The Fender acoustic in the front with the broken string is my most recent personal purchase. It got damaged about a year ago when a small child (not one of mine for once) fell into it and sheared off a tuning key. I’ve been meaning to get it fixed but life keeps getting in the way.
The Washburn electric on the right is the cheaper of the two Nuno Bettencourt models they released twenty-odd years ago. We shared a lot of gigs and studio time together once upon a history.
The tiny acoustic on the left belongs to my son, and the backwards strung acoustic in the middle belongs to my wife. I still hope one day when they learn we’ll all jam together. On something easy so I can keep up.
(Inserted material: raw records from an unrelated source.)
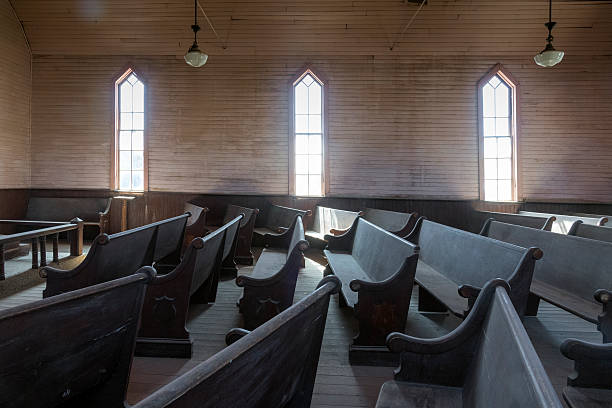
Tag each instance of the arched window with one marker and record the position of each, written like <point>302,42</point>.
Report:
<point>129,148</point>
<point>308,133</point>
<point>497,94</point>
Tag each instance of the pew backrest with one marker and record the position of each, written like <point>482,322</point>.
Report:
<point>569,262</point>
<point>75,348</point>
<point>273,366</point>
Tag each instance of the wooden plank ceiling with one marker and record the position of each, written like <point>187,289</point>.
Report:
<point>314,27</point>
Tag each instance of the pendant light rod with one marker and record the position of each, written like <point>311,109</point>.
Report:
<point>223,45</point>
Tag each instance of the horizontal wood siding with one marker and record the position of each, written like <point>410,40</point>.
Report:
<point>15,94</point>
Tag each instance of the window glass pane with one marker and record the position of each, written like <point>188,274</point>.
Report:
<point>125,160</point>
<point>490,148</point>
<point>125,93</point>
<point>314,186</point>
<point>314,164</point>
<point>124,180</point>
<point>301,123</point>
<point>126,121</point>
<point>488,101</point>
<point>138,94</point>
<point>137,140</point>
<point>504,147</point>
<point>491,190</point>
<point>501,101</point>
<point>301,99</point>
<point>301,164</point>
<point>301,144</point>
<point>138,121</point>
<point>314,123</point>
<point>314,146</point>
<point>314,99</point>
<point>124,141</point>
<point>490,168</point>
<point>137,180</point>
<point>137,160</point>
<point>301,185</point>
<point>504,190</point>
<point>502,127</point>
<point>489,127</point>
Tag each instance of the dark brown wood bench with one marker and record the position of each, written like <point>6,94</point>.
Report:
<point>273,366</point>
<point>590,384</point>
<point>92,210</point>
<point>580,229</point>
<point>454,265</point>
<point>243,254</point>
<point>117,255</point>
<point>377,270</point>
<point>163,331</point>
<point>275,220</point>
<point>326,220</point>
<point>572,275</point>
<point>531,221</point>
<point>488,361</point>
<point>72,350</point>
<point>270,288</point>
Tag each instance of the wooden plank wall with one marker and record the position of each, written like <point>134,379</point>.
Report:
<point>402,123</point>
<point>15,94</point>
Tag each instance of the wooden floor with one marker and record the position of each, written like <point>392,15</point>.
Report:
<point>338,384</point>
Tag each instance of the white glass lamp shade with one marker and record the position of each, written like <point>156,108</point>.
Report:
<point>195,57</point>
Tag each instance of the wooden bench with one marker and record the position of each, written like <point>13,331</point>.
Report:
<point>590,385</point>
<point>243,254</point>
<point>488,361</point>
<point>453,266</point>
<point>163,331</point>
<point>327,220</point>
<point>531,221</point>
<point>117,255</point>
<point>377,270</point>
<point>572,275</point>
<point>273,366</point>
<point>563,223</point>
<point>580,229</point>
<point>72,350</point>
<point>92,210</point>
<point>270,288</point>
<point>276,219</point>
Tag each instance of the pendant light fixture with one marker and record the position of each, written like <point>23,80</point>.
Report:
<point>195,57</point>
<point>549,57</point>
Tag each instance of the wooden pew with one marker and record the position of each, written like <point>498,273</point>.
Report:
<point>92,210</point>
<point>276,219</point>
<point>163,331</point>
<point>377,270</point>
<point>117,255</point>
<point>531,221</point>
<point>243,254</point>
<point>270,288</point>
<point>572,275</point>
<point>590,385</point>
<point>72,350</point>
<point>488,361</point>
<point>563,223</point>
<point>327,220</point>
<point>453,266</point>
<point>273,366</point>
<point>580,229</point>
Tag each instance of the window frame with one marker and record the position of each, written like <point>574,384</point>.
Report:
<point>514,86</point>
<point>308,70</point>
<point>114,173</point>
Missing from the picture are my two prized possessions. My Gibson Les Paul Studio (which I no longer have any right to own given my lack of playing) and my 100% custom original black and white Washburn. I say black and white because it was black and now it is white.
Like most (all) guitarists I had a moment where I decided I would sand my guitar down and respray it. Translated this means I will partially take it apart, partially sand it down, realise it’s a long and difficult job and then leave it in bits for years. Luckily for me I am blessed with the best brother a man could wish for and he got it fixed up, resprayed and reanimated. Even better than that he gave it to me as a present for being best man at his wedding. Where it was being played by the guitarist in his band. The same band that he and his wife drummed and sang respectively in as part of the wedding day. Rock and roll, people.
Suffice to say if I was only allowed to keep one, the Gibson is toast.
As I sat down to write tonight I saw the guitars in the corner of the room and they spoke to me. I got some memories and the thought that maybe I need to start playing again. You got a story.